The Lexus IS has been with us for quite a while, and the current version arrived in 2013. The IS 300 is a new trim for this generation, flanked by the also-new IS 200t on the lower end and the top-trim IS 350.

The front end of the IS has become recognizable by its blinding Nike-swoosh LED daytime running lights, which still get my attention every time one drives down the street. The sculpted headlight pods contain bright bi-xenon HID lights.

If you pick the first-tier F Sport Series 1 package (like the one on my review car), you get the very noticeable love-it-or-hate-it F Sport spindle grille (I love it!), an aero package and the sweet 18-inch F Sport rims, which get bumped up to 225/40- (front) and 255/35-sized (rear) boots. By the way, the F Sport package removes the IS’ fog lights.

As you make your way around the highly aggressive-looking front end, you find a much more laid-back side profile and rear end. The side gets that little character line that swoops up out of the side sills toward the rear wheel well, and the rear end gets wrap-around tail lights that come to a very expressive and sharp tip on the IS’ side. I think the tail light signature looks great in the dark. Frankly, I think the whole car looks great.

The IS interior is a pretty dark place, and the few splashes of metallicized plastic trim bits don’t do much to brighten things up. But the fit and finish is world-class, and the materials are beautiful – there are lots of textured soft-touch plastics and nice touches like stitched trim panels on the dash. The design is getting a little dated, but it still works well for the most part. Personally I really like the Goldilocks-balance between space and intimacy that the IS’ cabin provides.

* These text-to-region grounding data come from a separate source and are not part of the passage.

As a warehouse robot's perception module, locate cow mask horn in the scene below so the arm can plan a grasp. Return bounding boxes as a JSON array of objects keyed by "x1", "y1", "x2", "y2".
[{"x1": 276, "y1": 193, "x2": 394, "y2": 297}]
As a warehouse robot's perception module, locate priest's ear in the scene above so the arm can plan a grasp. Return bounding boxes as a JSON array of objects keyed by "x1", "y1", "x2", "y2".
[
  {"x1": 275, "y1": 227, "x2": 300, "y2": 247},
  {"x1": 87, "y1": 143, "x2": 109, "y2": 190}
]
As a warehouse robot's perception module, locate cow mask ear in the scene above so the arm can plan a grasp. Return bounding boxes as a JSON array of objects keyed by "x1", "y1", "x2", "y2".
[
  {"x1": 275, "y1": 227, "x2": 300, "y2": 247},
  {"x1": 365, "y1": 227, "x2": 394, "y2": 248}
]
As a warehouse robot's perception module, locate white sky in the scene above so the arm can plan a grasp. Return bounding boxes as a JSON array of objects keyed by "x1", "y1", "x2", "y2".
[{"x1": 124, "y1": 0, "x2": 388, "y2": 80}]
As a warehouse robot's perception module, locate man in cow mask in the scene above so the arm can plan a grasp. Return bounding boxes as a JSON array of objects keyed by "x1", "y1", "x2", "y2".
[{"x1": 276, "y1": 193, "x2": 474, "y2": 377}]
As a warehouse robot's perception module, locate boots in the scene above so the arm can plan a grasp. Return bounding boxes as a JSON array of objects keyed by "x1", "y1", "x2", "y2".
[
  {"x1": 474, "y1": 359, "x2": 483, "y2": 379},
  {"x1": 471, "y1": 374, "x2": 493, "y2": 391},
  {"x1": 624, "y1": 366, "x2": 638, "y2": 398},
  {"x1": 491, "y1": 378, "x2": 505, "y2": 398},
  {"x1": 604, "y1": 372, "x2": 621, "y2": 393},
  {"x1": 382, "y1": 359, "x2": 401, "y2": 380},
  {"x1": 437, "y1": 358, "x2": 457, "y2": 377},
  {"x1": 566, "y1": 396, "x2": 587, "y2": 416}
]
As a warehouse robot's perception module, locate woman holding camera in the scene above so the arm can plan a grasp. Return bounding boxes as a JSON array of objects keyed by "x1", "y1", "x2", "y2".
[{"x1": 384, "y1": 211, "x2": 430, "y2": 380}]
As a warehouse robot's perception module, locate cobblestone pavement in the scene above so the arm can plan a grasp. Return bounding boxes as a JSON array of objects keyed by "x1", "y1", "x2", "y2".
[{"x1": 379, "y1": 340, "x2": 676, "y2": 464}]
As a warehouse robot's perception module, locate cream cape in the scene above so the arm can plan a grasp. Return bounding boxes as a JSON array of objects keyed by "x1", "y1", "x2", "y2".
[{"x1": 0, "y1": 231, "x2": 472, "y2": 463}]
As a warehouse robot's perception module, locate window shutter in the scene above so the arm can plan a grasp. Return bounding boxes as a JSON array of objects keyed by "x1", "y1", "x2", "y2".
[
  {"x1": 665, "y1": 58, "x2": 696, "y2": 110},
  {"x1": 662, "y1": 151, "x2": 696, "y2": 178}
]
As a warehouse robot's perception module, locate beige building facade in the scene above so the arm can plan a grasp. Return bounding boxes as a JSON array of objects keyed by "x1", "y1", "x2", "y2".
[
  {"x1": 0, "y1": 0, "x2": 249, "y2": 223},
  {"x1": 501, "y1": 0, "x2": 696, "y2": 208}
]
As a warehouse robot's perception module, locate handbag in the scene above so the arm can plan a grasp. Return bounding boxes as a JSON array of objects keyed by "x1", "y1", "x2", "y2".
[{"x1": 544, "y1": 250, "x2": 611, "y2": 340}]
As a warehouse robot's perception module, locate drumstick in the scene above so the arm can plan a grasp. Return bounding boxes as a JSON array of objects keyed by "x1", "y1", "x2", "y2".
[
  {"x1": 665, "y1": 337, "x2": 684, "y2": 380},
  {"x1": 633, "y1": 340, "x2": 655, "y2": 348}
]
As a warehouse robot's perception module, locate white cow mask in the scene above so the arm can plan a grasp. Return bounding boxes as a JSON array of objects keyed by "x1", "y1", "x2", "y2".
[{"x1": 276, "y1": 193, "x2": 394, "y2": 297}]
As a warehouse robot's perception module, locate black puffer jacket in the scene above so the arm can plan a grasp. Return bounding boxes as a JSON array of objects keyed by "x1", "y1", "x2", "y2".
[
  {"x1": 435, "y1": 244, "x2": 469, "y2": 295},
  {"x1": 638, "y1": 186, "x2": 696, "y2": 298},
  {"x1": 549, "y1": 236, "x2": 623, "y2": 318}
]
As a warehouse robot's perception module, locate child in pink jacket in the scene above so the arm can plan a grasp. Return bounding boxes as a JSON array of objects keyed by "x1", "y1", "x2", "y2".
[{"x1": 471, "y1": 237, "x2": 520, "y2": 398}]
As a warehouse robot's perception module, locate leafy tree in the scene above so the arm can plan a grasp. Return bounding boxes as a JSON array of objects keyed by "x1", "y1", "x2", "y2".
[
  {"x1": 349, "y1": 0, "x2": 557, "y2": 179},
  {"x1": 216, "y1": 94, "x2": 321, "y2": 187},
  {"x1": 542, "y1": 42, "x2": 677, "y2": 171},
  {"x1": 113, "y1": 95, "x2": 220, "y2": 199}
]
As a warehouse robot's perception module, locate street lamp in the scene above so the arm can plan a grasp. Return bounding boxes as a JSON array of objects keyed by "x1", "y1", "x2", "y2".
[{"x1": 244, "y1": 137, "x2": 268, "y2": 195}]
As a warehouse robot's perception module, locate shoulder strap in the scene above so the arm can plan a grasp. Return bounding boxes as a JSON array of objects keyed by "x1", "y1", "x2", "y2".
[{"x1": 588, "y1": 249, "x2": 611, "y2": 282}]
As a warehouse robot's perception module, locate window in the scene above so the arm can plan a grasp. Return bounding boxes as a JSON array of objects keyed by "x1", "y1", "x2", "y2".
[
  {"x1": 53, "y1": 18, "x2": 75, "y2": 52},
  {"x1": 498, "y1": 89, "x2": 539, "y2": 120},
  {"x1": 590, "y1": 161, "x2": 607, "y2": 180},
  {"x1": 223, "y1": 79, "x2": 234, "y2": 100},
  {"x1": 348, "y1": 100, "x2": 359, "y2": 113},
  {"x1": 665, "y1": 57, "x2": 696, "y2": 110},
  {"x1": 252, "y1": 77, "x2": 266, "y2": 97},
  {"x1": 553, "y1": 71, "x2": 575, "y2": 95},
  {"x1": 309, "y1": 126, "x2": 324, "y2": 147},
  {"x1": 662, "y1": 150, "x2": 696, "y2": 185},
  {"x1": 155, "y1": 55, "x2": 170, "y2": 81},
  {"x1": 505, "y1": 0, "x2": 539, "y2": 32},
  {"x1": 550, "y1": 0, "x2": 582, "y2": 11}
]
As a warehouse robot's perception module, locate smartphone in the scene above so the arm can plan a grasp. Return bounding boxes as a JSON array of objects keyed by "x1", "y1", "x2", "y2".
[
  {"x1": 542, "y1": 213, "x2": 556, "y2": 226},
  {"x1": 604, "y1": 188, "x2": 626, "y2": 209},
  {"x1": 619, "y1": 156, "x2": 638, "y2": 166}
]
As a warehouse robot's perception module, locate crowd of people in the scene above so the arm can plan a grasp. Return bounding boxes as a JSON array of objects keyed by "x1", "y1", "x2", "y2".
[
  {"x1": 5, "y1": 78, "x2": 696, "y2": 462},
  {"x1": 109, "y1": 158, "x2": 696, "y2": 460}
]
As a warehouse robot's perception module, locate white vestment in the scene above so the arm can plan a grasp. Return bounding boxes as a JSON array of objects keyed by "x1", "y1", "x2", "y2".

The F Sport package gets quite a few interior upgrades, the key one being the fantastic heated and ventilated F Sport seats, which offer exemplary bolstering and support while remaining very comfortable. It also throws in stuff like the F Sport steering wheel and shift knob, the fully digital instrument cluster (with the somewhat gimmicky movable gauge in the middle), special door sill/scuff plates and a moonroof.

Further reading: 2015 Lexus IS 350 AWD F Sport

My review car’s media and phone functions were handled by the base system called Lexus Display Audio which gets a decent screen and is managed with a rotary joystick knob rather than the truly awful Remote Touch interface. Considering the eight-speaker audio system is also “base”, it sounded terrific. Other than that, there’s a dual-zone automatic climate control system, universal garage door openers, a remote trunk opener and a smart keyless entry system.

The IS 300’s driver assistance technology was more remarkable for what wasn’t included – it has been a long time since I’ve driven a nearly $50,000 vehicle without a back-up camera or parking sensors, yet my IS came with neither of those. The camera in particular is a surprising omission, since plenty of entry level cars at half the IS’ price come with them as standard equipment.